Our time in Die Schweiz was definitely not Scheißig… part seven

Sunday’s plan included a trip to a brand new, beautiful chocolate museum. I’m referring to the Lindt Home of Chocolate, a gorgeous facility that opened to the public in September 2020. This is the place where chocolate lovers go to pay homage to the sweet delight of a well-known brand. Bill tells me it was my idea to visit. I’m not sure how I heard of it– someone probably alerted me to its presence. We would have discovered it regardless.

Let me just state upfront that I LOVE chocolate, and I like Lindt chocolate very much. It’s not my favorite chocolate, but I certainly won’t turn it down. And if you take the chocolate tour, you can satisfy your sweet tooth. This is a very tasting heavy place that is kid friendly. There are many excellent interactive exhibits, as well as headsets for those who want to learn everything. I did take a headset, but never used it. I prefer to read… and all of the exhibits at the museum have explanations in English and German.

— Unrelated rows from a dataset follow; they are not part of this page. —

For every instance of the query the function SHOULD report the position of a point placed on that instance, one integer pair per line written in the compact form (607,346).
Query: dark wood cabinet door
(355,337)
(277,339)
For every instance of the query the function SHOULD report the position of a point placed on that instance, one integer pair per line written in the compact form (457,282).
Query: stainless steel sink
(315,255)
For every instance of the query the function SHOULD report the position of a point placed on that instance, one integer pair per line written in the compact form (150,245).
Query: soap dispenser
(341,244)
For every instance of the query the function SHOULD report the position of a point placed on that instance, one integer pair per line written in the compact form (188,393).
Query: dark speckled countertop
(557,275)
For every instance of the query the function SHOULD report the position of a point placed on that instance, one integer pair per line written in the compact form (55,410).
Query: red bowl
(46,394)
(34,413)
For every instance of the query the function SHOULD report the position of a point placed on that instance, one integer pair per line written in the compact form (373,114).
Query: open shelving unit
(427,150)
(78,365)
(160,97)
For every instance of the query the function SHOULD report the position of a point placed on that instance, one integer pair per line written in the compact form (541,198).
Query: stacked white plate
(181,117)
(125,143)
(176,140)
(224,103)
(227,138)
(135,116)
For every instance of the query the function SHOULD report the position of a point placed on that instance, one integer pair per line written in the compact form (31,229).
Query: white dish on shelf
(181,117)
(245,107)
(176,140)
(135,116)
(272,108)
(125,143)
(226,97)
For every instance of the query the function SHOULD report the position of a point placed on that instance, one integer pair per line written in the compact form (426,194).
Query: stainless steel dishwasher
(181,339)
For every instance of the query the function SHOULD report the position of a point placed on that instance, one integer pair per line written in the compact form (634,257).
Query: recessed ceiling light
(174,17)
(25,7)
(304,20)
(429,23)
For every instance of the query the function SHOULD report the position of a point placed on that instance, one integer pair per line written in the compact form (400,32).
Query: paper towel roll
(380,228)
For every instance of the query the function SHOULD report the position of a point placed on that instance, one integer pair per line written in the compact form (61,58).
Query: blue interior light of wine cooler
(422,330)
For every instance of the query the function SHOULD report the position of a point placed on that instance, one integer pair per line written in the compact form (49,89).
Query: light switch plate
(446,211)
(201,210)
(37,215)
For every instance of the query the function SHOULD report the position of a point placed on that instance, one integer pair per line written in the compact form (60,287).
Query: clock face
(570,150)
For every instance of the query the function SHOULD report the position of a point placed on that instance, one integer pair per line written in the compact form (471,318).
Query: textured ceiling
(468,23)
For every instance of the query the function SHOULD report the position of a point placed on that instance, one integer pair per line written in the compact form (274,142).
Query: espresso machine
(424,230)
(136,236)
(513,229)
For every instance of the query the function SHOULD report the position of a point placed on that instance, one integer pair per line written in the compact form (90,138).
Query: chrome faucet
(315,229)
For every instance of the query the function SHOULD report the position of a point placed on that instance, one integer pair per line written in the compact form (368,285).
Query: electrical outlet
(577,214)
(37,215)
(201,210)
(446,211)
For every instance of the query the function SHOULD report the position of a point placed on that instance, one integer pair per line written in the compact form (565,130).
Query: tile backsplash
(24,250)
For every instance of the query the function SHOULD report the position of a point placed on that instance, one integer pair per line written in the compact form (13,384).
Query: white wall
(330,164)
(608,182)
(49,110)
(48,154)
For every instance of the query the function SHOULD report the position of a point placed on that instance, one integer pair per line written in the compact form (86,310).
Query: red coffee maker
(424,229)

Unlike the Haus C.G. Jung museum, it’s perfectly fine to take photos at the Lindt museum, although you’re supposed to stow your bags in lockers. I took a lot of pictures, and we left there with a huge bag of chocolate that we’ll be enjoying for awhile. I did notice a sign that forbade strollers, so keep that in mind if you have a small child you’re considering bringing along for a tour.